Delivery: Delivery typically occurs within 22-26 weeks from receipt of deposit, subject to supplier availability. Deliveries may be in instalments, and all timelines are estimates. INSS strives to meet these estimates but cannot guarantee specific delivery dates due to potential supply chain disruptions. Deliveries are CIP (Incoterms 2020) unless otherwise arranged. The Buyer is responsible for customs clearance at their own cost and risk. INSS is not liable for delays or failures to deliver due to force majeure or other uncontrollable events.

Tax: The Buyer covers all additional taxes, duties, and charges imposed by authorities outside the UK. The Buyer also indemnifies INSS against such costs.

Warranty: INSS warrants its products against defects in materials and workmanship for 12 months post-installation. This warranty does not cover misuse, accidental damage, or normal wear and tear (eg. Photomulitplier tube deterioriation). Extended warranties are available upon request.

Limitation on Liability: INSS is not liable for indirect or consequential damages, including personal injury or property damage, arising from the use of its products with 3rd party equipment, in particular lasers or other devices that emit hazardous levels of optical radiation. Liability is limited to the purchase price of the product. The Buyer indemnifies INSS against losses from patent or copyright infringement claims related to product use with other devices.

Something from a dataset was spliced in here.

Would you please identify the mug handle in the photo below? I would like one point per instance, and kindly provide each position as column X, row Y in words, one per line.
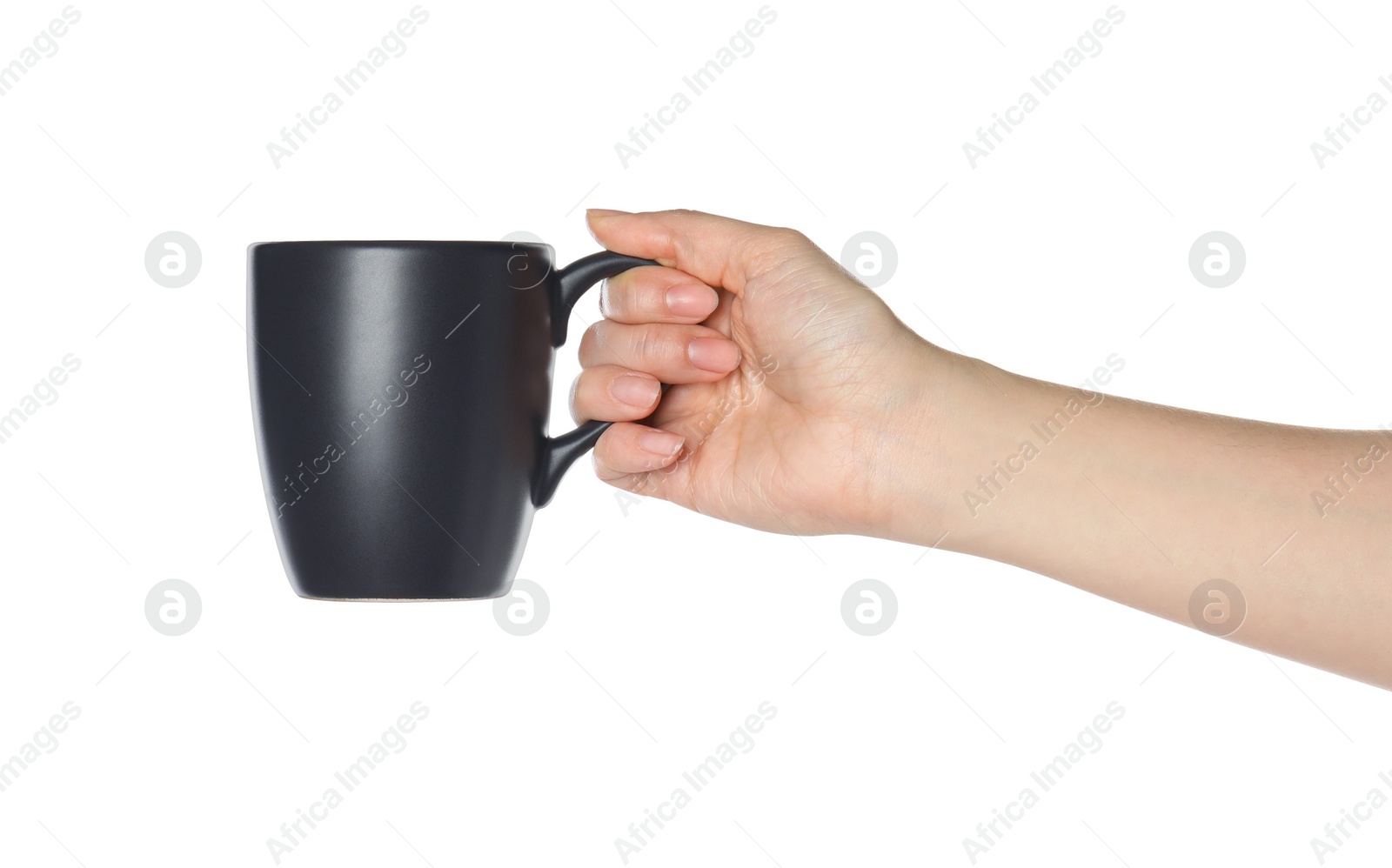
column 560, row 452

Buyer Responsibilities: The Buyer must provide all necessary information for product delivery and installation, prepare the installation site and clear the area of clutter to make space available for equipment, parts and tools required for the installation. The Buyer must ensure a safe environment for INSS engineers. The Buyer must ensure that the INSS engineers are the sole users of the room for the duration of the installation (typically between 3 and 10 working days). Post-installation, the Buyer is responsible for re-assessing hazards and for arranging appropriate control measures and risk assessments in compliance with relevant safety legislation. INSS is not liable for indirect or consequential damages, including personal injury or property damage, arising from the use of its products with 3rd party equipment, in particular lasers or other devices that emit hazardous levels of optical radiation.

Administrative Fee Clause: INSS may charge an administrative fee for extensive bureaucratic tasks, including but not limited to supplier registration procedures, public tender procedures, invoicing procedures via supply chain web portals (eg. SAP Ariba, Chrous Pro, Transcepta). This fee compensates for the additional time and resources required beyond our standard service scope. The fee will be based on our hourly rate and actual time spent.

Consulting Projects: INSS offers remote consulting services via email, video calls and remote desktop software, billed in 30-minute increments. A time recording app will monitor the time spent on meetings, reading and writing emails, diagnosing technical faults, researching technical background information, generating CAD drawings and other technical documents, and any other work required to complete the project. The client is responsible for providing necessary information and system access. INSS maintains confidentiality of all client information. Consulting projects are prepaid unless otherwise agreed.

Governing Law: Contracts incorporating these Terms & Conditions are governed by the law of England and Wales, with exclusive jurisdiction of its courts.